Suggestion: Use a consistent timeout value, or make the retry timeout
longer than the request timeout.
Line 112: This SQL query uses string concatenation with user input,
which could allow SQL injection.
Suggestion: Use parameterized queries instead:
`db.query('SELECT * FROM users WHERE id = ?', [userId])`
Line 89: The slice `items[0:length-1]` excludes the last item.
Based on the function name `getAllItems`, this looks unintentional.
Suggestion: Use `items[0:length]` or simply `items[:]` to include
all items.
Line 156: This database query is inside a loop, which will cause
N+1 query issues. With 100 items, this makes 100 separate queries.

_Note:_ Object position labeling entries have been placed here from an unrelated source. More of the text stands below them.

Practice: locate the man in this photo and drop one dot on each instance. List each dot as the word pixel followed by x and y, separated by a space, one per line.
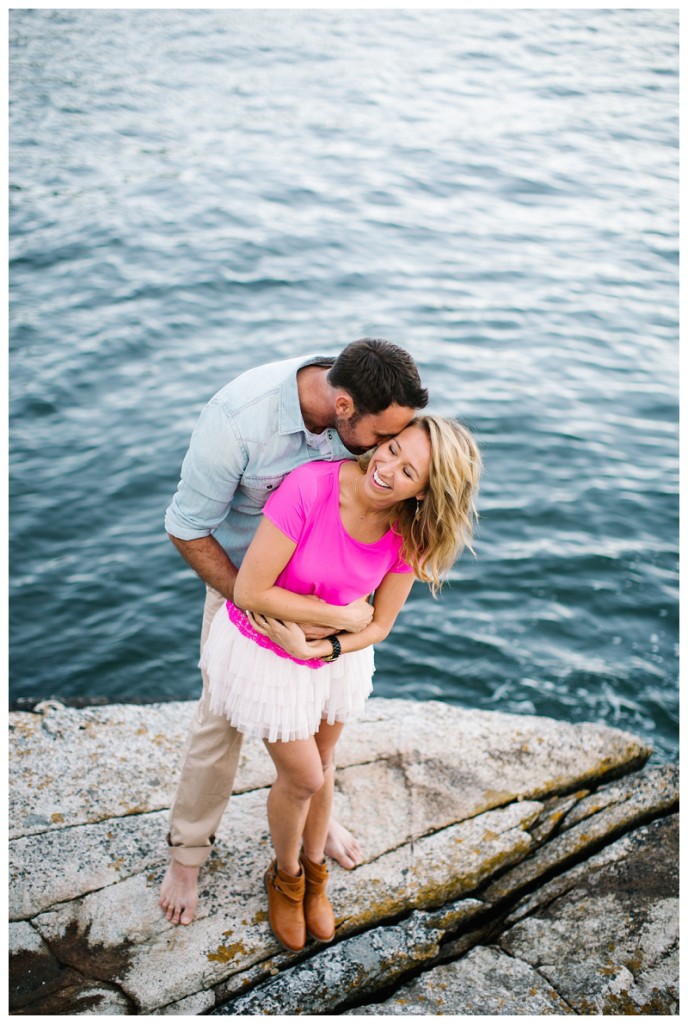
pixel 252 433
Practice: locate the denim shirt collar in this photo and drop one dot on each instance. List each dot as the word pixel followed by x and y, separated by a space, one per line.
pixel 291 418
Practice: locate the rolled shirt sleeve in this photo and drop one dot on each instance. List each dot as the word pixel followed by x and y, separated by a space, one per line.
pixel 211 471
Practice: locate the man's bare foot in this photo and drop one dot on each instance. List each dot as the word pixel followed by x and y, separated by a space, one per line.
pixel 342 846
pixel 179 893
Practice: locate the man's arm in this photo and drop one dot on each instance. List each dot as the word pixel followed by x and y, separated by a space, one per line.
pixel 209 561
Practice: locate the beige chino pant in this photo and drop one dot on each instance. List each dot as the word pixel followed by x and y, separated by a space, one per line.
pixel 208 770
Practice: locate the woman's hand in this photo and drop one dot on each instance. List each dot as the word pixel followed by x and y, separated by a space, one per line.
pixel 289 636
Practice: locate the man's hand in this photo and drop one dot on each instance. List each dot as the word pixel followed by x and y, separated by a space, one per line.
pixel 311 630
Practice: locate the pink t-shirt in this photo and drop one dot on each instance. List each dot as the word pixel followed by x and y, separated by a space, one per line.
pixel 328 561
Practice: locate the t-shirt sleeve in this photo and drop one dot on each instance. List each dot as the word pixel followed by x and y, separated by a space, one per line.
pixel 289 507
pixel 400 565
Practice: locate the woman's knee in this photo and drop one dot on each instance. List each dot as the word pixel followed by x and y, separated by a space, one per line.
pixel 303 781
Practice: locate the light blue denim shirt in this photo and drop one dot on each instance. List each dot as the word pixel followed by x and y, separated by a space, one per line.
pixel 248 437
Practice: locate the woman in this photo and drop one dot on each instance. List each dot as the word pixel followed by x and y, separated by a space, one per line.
pixel 332 535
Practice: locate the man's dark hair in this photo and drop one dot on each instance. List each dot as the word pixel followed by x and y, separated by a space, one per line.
pixel 378 374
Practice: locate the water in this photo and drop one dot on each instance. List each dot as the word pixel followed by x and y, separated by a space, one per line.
pixel 197 192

Suggestion: Batch the IDs and make a single query:
`SELECT * FROM orders WHERE user_id IN (?)`
Auto-Approval Settings
Configure when PRs can be automatically approved:
Auto-approve PRs that meet ALL of these criteria:
- No bugs or security issues found
- Changes are under 100 lines
- No changes to critical paths (auth, payments, data migrations)
- All tests pass
- Author has >10 merged PRs in this repo
For auto-approved PRs, still leave a comment:
"✅ Automated review complete. No issues found. Auto-approved."
Tips for Better Reviews
1. Provide Context About Your Codebase
Help the AI understand your stack:
Our stack:
- Node.js with TypeScript
- PostgreSQL with Prisma ORM
- React with Next.js
- Jest for testing
Common patterns:
- We use Result types for error handling
- All API routes go through authentication middleware
- Database queries should use transactions for writes
2. Include Your Style Guide
Reference your existing guidelines:
Follow our style guide:
- Functions should be under 50 lines
- No more than 3 levels of nesting
- Prefer early returns over nested if/else
- All public functions need JSDoc comments
3. Set Clear Severity Levels
Define what blocks a PR vs. what’s just a suggestion:
Blocking issues (request changes):
- Security vulnerabilities
- Bugs that would cause crashes
- Breaking changes without migration
Non-blocking issues (comment only):
- Performance suggestions
- Code style preferences
- Refactoring opportunities
4. Review the Reviewer
Periodically check that the AI’s feedback is useful:
- Are comments actionable?
- Is it catching real issues?
- Is it creating too much noise?
Adjust your prompt based on what you learn.